古都の物流は河川に頼っているが、最近は領地を通る際、河川の通行に税金をかけられて負担が大きくなっている。湿地帯を整備して交通網を整えるという案が浮上していたが、ラインホルト達は、古都参事会の議長となったマルセルから、大変な事を知らされる。

ずっと未婚のままだった帝国の皇帝が、古都でお見合いをする予定らしい。しかも、お見合い相手は東王国の王女摂政宮セレスティーヌ・ド・オイリアだった。いっそ、皇帝と王女摂政宮のお見合いを居酒屋のぬぶでやってはどうかと思うラインホルトだったが、さすがに言い出せなかった。

先帝が決めたので、仮想敵国の王女セレスティーヌとお見合いをしなければならなくなった皇帝コンラートは、つい抜け出して古都の街を歩いていた。考え事をしていたため、人にぶつかりそうになるのだが、出会ったセレスに一目惚れしてしまう。

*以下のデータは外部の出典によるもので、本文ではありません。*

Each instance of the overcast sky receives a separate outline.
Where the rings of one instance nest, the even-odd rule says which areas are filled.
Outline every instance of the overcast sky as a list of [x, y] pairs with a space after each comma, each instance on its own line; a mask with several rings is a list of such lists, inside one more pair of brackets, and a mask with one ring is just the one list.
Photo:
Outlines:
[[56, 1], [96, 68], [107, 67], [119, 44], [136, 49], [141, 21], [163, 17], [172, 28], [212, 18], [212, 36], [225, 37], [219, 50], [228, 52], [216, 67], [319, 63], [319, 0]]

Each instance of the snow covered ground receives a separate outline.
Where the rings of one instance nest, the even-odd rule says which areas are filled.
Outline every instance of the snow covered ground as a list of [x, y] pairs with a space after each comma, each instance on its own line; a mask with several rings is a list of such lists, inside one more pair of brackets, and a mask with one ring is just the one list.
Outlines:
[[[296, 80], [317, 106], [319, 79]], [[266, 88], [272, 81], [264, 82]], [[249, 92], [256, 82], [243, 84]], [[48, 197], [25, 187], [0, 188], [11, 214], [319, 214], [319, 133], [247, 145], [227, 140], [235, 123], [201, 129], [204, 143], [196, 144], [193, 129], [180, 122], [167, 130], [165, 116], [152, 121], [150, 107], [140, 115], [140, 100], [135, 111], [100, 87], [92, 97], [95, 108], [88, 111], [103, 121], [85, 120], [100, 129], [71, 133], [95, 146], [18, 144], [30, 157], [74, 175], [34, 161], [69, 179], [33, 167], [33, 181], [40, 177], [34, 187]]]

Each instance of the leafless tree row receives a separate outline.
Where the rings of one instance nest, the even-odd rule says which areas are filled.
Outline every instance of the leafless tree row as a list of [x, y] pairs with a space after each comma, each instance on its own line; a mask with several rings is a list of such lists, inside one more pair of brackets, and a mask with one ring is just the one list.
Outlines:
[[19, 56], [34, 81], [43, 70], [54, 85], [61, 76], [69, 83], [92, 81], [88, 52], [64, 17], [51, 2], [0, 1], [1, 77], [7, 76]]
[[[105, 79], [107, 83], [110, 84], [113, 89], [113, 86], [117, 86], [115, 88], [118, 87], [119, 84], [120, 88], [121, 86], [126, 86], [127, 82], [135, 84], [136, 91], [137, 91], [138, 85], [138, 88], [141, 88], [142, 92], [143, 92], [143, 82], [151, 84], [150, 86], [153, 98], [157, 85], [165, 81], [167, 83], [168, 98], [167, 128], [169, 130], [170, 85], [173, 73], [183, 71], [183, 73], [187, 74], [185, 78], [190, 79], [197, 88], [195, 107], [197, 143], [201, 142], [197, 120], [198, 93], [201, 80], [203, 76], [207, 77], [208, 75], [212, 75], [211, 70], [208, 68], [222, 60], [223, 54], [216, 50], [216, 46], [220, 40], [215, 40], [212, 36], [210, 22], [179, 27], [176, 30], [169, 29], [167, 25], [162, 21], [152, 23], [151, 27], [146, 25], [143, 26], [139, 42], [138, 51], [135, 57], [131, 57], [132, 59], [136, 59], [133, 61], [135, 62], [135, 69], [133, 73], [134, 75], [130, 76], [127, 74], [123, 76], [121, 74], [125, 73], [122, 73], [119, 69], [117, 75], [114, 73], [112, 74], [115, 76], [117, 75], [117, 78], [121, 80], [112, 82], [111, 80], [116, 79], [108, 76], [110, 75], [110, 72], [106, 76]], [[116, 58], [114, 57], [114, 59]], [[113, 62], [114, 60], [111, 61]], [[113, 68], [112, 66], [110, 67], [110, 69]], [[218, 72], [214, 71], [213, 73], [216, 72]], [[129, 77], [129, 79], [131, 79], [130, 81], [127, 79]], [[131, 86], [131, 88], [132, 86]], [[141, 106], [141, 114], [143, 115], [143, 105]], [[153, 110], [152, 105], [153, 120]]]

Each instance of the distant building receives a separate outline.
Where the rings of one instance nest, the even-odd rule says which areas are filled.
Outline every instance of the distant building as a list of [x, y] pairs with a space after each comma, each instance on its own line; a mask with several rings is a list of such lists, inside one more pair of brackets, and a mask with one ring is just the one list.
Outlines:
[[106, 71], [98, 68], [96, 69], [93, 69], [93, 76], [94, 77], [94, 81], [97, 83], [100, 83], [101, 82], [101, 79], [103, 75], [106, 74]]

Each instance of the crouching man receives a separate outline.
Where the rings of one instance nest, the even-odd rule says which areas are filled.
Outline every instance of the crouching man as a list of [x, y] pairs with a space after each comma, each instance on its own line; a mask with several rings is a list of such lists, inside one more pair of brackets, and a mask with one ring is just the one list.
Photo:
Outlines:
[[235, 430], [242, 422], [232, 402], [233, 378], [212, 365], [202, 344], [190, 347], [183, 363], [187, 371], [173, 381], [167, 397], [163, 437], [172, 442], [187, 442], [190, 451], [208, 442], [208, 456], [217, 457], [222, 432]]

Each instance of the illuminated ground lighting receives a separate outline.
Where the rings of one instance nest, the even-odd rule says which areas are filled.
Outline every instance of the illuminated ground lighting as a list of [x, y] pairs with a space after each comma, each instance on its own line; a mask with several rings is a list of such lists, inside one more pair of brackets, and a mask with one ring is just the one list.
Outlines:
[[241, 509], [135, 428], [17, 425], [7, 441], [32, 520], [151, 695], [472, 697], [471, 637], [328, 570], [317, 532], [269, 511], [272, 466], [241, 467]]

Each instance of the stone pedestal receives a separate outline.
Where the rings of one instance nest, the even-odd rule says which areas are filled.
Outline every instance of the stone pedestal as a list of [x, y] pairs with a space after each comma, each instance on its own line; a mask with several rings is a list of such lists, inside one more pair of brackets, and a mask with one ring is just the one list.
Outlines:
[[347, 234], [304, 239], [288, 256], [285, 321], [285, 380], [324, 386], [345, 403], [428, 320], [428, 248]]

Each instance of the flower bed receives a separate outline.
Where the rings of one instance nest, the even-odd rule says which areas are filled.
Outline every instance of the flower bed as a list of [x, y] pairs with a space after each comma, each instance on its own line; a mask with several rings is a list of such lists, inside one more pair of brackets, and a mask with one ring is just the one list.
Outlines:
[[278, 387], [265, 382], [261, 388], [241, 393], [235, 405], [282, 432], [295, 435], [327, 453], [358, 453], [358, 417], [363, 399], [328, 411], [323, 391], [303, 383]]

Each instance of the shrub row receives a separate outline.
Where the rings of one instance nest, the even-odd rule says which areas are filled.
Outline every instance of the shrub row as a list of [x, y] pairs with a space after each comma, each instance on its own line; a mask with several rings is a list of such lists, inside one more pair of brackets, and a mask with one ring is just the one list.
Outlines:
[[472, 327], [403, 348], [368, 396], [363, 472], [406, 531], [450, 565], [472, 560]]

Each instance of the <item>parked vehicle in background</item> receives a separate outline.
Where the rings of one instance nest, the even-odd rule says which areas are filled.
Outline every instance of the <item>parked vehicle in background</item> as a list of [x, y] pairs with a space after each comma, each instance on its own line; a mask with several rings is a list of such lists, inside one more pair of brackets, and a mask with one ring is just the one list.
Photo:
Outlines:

コンラートはセレスに誘われて居酒屋のぶで食事をするのだが、翌日のお見合いが苦痛になった。配下のゼバスティアンに相談して、それらしき貴族の娘を調べてもらうが、該当者が見当たらない。まさか、自分が街中で出会った運命の相手が、翌日にお見合いする予定の、東王国の王女摂政宮セレスティーヌ・ド・オイリアだとは気づいていなかった。